A computer components & hardware forum. HardwareBanter

If this is your first visit, be sure to check out the FAQ by clicking the link above. You may have to register before you can post: click the register link above to proceed. To start viewing messages, select the forum that you want to visit from the selection below.

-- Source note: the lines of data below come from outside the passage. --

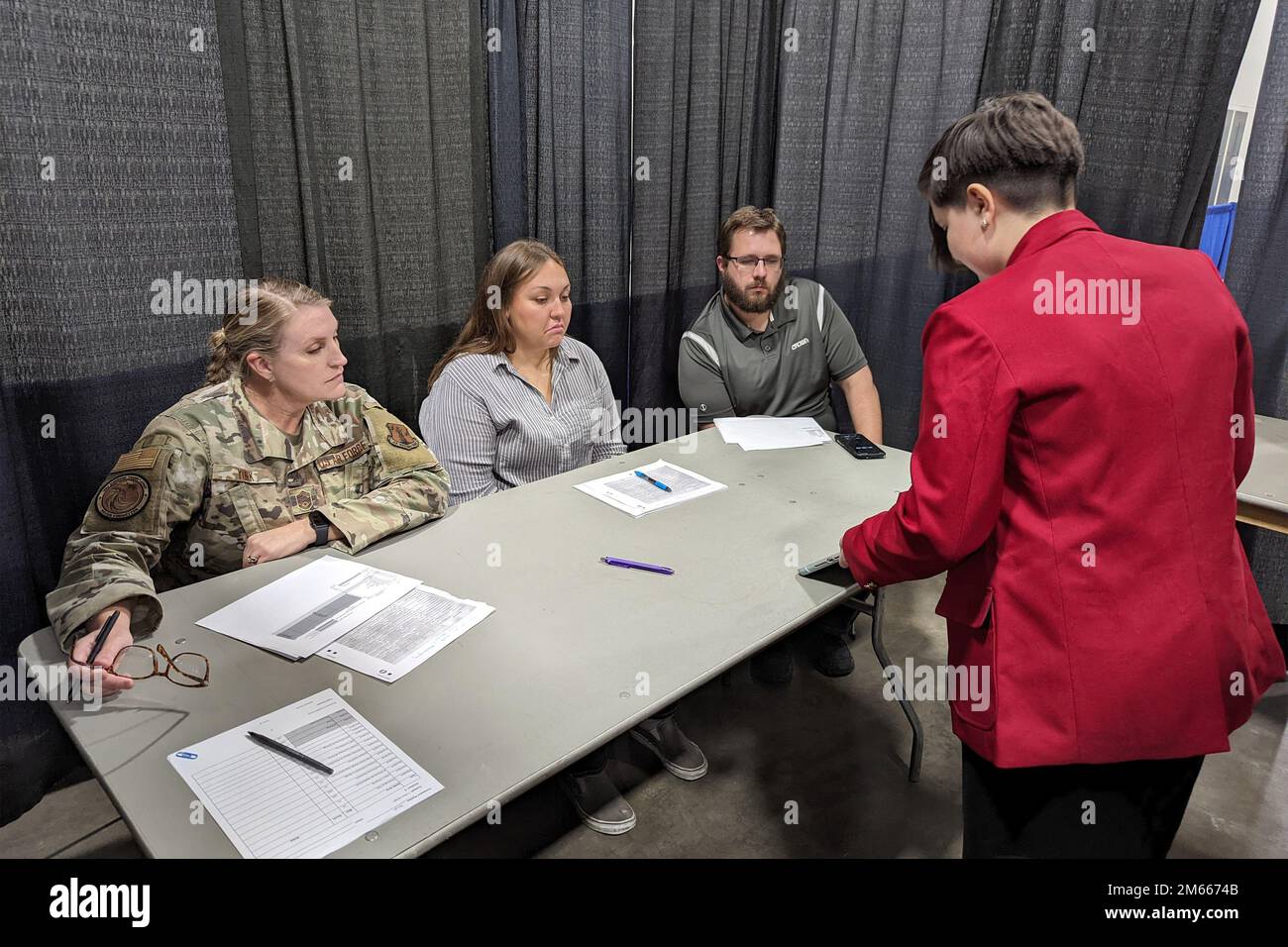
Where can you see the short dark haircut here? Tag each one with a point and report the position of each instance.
(1019, 146)
(755, 219)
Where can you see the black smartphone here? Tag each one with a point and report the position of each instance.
(859, 446)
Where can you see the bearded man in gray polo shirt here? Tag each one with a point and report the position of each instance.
(772, 344)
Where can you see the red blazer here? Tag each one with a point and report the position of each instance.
(1076, 474)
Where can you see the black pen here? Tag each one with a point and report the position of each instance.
(102, 637)
(294, 754)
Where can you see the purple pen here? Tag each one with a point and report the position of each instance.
(630, 565)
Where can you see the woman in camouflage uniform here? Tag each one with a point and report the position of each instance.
(275, 454)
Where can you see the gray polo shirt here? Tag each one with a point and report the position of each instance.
(786, 371)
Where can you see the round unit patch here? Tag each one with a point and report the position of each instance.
(123, 496)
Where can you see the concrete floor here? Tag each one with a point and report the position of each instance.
(835, 748)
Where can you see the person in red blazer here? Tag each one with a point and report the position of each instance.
(1086, 416)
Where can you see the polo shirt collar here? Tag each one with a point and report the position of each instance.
(1048, 231)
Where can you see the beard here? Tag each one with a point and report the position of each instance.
(747, 302)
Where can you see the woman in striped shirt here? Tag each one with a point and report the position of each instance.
(513, 401)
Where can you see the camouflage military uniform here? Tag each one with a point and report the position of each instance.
(210, 471)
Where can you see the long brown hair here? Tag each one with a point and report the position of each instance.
(487, 330)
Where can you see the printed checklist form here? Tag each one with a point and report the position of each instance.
(639, 495)
(270, 805)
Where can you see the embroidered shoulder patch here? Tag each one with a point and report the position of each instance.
(400, 436)
(123, 496)
(143, 459)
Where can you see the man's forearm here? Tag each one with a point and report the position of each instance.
(864, 408)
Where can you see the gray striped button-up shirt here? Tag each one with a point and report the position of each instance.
(493, 431)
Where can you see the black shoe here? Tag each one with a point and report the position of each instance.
(679, 754)
(832, 657)
(774, 664)
(597, 802)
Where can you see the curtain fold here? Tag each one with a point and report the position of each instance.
(868, 91)
(366, 140)
(575, 93)
(114, 174)
(704, 99)
(1147, 86)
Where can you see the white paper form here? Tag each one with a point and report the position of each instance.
(404, 634)
(310, 607)
(759, 433)
(638, 496)
(271, 806)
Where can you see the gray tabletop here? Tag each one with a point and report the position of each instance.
(552, 674)
(1266, 483)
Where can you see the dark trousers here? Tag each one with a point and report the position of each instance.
(595, 761)
(1082, 810)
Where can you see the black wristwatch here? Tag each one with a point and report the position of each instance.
(321, 527)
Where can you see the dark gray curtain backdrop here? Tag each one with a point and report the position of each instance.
(394, 90)
(1149, 102)
(868, 91)
(1257, 275)
(134, 121)
(704, 101)
(875, 84)
(559, 93)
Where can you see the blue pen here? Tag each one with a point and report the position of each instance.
(632, 565)
(656, 483)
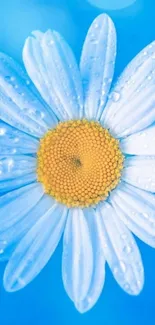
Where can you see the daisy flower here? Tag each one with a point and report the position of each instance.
(77, 159)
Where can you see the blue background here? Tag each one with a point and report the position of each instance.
(44, 301)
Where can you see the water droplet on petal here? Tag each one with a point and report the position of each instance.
(115, 96)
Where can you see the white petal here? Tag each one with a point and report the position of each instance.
(131, 106)
(121, 251)
(140, 143)
(35, 249)
(97, 64)
(98, 275)
(51, 65)
(16, 171)
(137, 210)
(11, 233)
(13, 141)
(140, 172)
(77, 262)
(18, 203)
(19, 102)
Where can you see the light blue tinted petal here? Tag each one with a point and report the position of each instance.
(35, 249)
(20, 107)
(97, 64)
(15, 166)
(140, 172)
(18, 203)
(131, 104)
(140, 143)
(17, 182)
(121, 251)
(13, 141)
(98, 275)
(136, 208)
(16, 171)
(77, 261)
(11, 234)
(51, 65)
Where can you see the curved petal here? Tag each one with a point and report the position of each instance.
(20, 105)
(17, 182)
(97, 64)
(98, 274)
(18, 203)
(121, 251)
(35, 249)
(13, 141)
(140, 143)
(140, 172)
(16, 171)
(51, 65)
(136, 208)
(131, 105)
(77, 261)
(12, 233)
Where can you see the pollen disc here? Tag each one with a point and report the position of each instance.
(79, 163)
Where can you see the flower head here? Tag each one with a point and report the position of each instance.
(79, 158)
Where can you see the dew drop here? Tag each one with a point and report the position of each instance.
(115, 96)
(127, 249)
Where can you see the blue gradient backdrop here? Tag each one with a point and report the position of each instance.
(44, 301)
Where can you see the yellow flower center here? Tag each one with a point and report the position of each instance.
(79, 162)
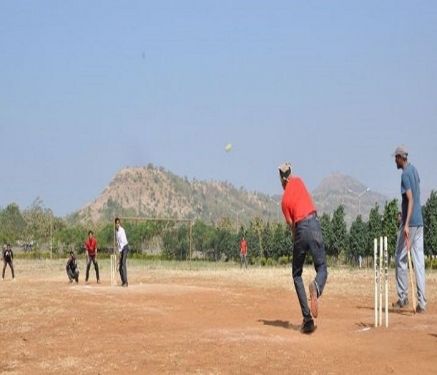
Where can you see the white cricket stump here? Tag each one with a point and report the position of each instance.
(380, 263)
(113, 270)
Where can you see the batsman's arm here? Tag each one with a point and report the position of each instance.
(410, 206)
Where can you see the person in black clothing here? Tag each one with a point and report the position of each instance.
(72, 270)
(8, 257)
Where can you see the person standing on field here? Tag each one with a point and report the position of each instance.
(243, 252)
(410, 236)
(8, 256)
(91, 249)
(72, 269)
(301, 216)
(123, 249)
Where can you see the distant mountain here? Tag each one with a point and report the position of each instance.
(339, 189)
(155, 192)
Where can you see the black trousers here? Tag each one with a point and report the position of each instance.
(123, 268)
(11, 264)
(96, 267)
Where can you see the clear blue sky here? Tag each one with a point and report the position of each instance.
(89, 87)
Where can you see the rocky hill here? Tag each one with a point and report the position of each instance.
(155, 192)
(339, 189)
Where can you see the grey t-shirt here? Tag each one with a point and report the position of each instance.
(410, 181)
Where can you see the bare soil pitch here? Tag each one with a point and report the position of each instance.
(208, 321)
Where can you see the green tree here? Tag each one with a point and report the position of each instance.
(12, 224)
(390, 226)
(374, 228)
(430, 224)
(326, 227)
(39, 222)
(339, 232)
(281, 241)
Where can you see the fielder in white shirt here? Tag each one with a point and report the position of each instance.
(123, 249)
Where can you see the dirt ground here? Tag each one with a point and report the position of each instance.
(208, 320)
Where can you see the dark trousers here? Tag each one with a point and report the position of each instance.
(243, 260)
(11, 264)
(308, 237)
(72, 275)
(123, 269)
(88, 265)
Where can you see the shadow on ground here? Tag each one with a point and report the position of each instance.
(280, 323)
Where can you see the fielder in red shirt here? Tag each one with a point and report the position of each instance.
(243, 252)
(301, 216)
(91, 249)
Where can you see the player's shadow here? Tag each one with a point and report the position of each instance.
(280, 323)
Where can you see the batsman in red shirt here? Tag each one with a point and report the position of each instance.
(91, 249)
(301, 216)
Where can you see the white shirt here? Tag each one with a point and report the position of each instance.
(121, 238)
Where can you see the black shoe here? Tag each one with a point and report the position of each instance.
(308, 326)
(314, 303)
(400, 304)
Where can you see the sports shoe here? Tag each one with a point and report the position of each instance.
(308, 326)
(314, 299)
(400, 304)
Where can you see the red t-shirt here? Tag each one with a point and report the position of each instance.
(296, 201)
(243, 247)
(91, 246)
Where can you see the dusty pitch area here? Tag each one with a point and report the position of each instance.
(208, 320)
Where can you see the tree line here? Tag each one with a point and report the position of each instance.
(37, 229)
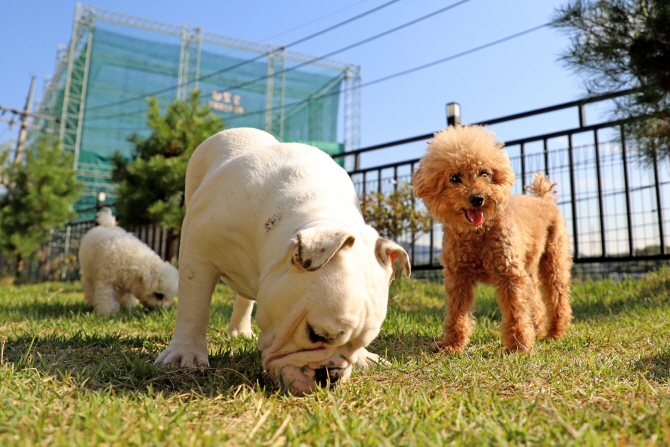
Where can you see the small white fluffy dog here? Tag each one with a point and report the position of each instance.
(117, 268)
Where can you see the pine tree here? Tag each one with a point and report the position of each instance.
(151, 185)
(39, 197)
(619, 44)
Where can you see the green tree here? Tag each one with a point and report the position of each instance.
(39, 197)
(151, 185)
(395, 214)
(618, 44)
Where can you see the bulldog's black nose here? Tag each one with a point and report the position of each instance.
(323, 375)
(476, 200)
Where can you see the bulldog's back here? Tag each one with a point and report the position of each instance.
(247, 195)
(219, 149)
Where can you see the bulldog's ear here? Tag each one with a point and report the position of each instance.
(315, 246)
(388, 251)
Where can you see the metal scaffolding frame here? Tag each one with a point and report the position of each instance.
(66, 90)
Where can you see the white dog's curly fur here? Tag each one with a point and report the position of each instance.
(117, 268)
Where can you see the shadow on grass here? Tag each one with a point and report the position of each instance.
(49, 310)
(99, 362)
(656, 367)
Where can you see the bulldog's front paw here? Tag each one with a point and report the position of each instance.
(183, 355)
(366, 359)
(241, 332)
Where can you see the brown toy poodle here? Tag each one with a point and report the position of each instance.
(517, 243)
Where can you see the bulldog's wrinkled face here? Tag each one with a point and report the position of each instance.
(328, 305)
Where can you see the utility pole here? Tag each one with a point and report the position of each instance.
(24, 123)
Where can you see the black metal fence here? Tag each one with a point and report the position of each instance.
(614, 203)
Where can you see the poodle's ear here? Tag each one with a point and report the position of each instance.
(315, 246)
(386, 250)
(504, 175)
(426, 184)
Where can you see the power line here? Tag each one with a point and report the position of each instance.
(401, 73)
(248, 61)
(373, 82)
(312, 21)
(316, 59)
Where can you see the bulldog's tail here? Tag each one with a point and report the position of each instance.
(105, 218)
(542, 187)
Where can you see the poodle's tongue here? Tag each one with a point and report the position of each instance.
(476, 216)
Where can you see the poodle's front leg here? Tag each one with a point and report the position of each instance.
(459, 320)
(514, 295)
(188, 348)
(104, 299)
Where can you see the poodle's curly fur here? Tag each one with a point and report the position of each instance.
(117, 268)
(517, 243)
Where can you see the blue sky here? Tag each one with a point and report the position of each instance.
(509, 78)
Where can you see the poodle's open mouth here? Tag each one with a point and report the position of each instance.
(475, 216)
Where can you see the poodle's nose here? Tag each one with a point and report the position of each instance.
(323, 375)
(476, 200)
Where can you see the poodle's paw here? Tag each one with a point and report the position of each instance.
(447, 347)
(184, 355)
(519, 350)
(367, 359)
(241, 332)
(107, 307)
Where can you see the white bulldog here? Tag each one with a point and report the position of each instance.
(281, 224)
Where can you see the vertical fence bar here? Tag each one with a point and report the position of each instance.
(629, 222)
(395, 178)
(582, 115)
(431, 251)
(659, 205)
(546, 158)
(522, 151)
(600, 194)
(573, 197)
(412, 234)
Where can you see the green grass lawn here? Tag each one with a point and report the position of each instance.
(70, 377)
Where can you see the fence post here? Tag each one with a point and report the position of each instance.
(573, 197)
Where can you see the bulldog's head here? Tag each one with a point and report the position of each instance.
(318, 313)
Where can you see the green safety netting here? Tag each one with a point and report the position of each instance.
(126, 62)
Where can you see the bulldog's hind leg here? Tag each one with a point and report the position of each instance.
(240, 321)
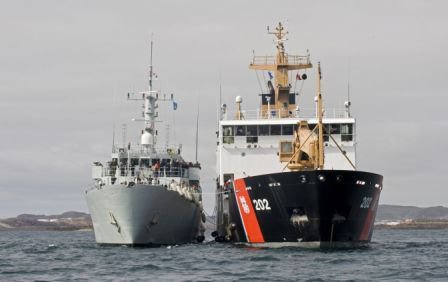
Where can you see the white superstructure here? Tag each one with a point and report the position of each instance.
(249, 140)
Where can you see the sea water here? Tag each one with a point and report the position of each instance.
(74, 256)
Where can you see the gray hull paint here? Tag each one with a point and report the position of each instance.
(142, 215)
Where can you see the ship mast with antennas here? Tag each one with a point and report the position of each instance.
(280, 65)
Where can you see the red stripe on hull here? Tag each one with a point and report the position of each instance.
(247, 213)
(368, 224)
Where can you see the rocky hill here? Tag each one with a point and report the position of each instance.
(66, 221)
(389, 216)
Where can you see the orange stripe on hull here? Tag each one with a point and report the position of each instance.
(247, 213)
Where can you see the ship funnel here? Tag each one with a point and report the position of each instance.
(146, 138)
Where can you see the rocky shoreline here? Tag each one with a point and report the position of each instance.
(68, 221)
(388, 217)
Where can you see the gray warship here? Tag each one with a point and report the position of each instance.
(146, 195)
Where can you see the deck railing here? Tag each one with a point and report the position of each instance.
(290, 59)
(284, 113)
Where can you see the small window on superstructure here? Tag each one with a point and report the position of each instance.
(227, 130)
(347, 132)
(263, 130)
(347, 128)
(287, 129)
(240, 130)
(276, 129)
(251, 130)
(335, 128)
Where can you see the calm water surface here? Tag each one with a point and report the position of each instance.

Go Back   Home » HardwareBanter forum » Processors » General
Site Map Home Register Authors List Search Today's Posts Mark Forums Read Web Partners

AMD to leave x86 behind?



 
 
Thread Tools Display Modes
  #31  
Old October 31st 05, 06:04 PM
Jeremy Linton
external usenet poster
 
Posts: n/a
Default AMD to leave x86 behind?



Tim McCaffrey wrote:
Instructions that load/store/copy memory that control how much
cache pollution is done and/or communicate to the bridges and
I/O devices how much data is being loaded/stored could improve
efficiency on the I/O (PCI) and memory busses.

Ahhh.. Maybe you should look at the MTRR's (memory Type range
registers) PAT (Page Attribute Table) and the prefetch and Non-temporal
instructions already provided. I've seen near therotical throughput
numbers both on the memory subsystem and on PCI busses given properly
tuned code. Its not that you can't control such things with the x86 its
just that I haven't seen a compiler generate optimal code.

AMD had a very nice document they wrote a few years ago about how to
get max throughput with memory copy operations, where they compared
diffrent methods and instructions for doing the memory copy. If I
remember correctly in the end they got nearly theoritical bandwidth
numbers by doing a simple loop to preread (with actual register load
instead of prefretch) cache block size reads followed by another loop
accually doing a Non Temporal quadword copy. This reduced the read vs
write bus turnaround times enough to get numbers that were significantly
faster than nearly any other method.

So, its possible, right now given proper code.






  #32  
Old October 31st 05, 08:19 PM
Terje Mathisen
external usenet poster
 
Posts: n/a
Default AMD to leave x86 behind?

Jeremy Linton wrote:
AMD had a very nice document they wrote a few years ago about how to
get max throughput with memory copy operations, where they compared
diffrent methods and instructions for doing the memory copy. If I
remember correctly in the end they got nearly theoritical bandwidth
numbers by doing a simple loop to preread (with actual register load
instead of prefretch) cache block size reads followed by another loop
accually doing a Non Temporal quadword copy. This reduced the read vs
write bus turnaround times enough to get numbers that were significantly
faster than nearly any other method.


Afair, that optimization was in regard to doing a simple set of fp
operations on a block of data, where it turned out that the fastest way
was to move everything three times:

First the max speed pre-read loop, then an operate loop, storing to a
fixed half L1 sized buffer, then finally NT stores to move the result
block to the final destination.

So, its possible, right now given proper code.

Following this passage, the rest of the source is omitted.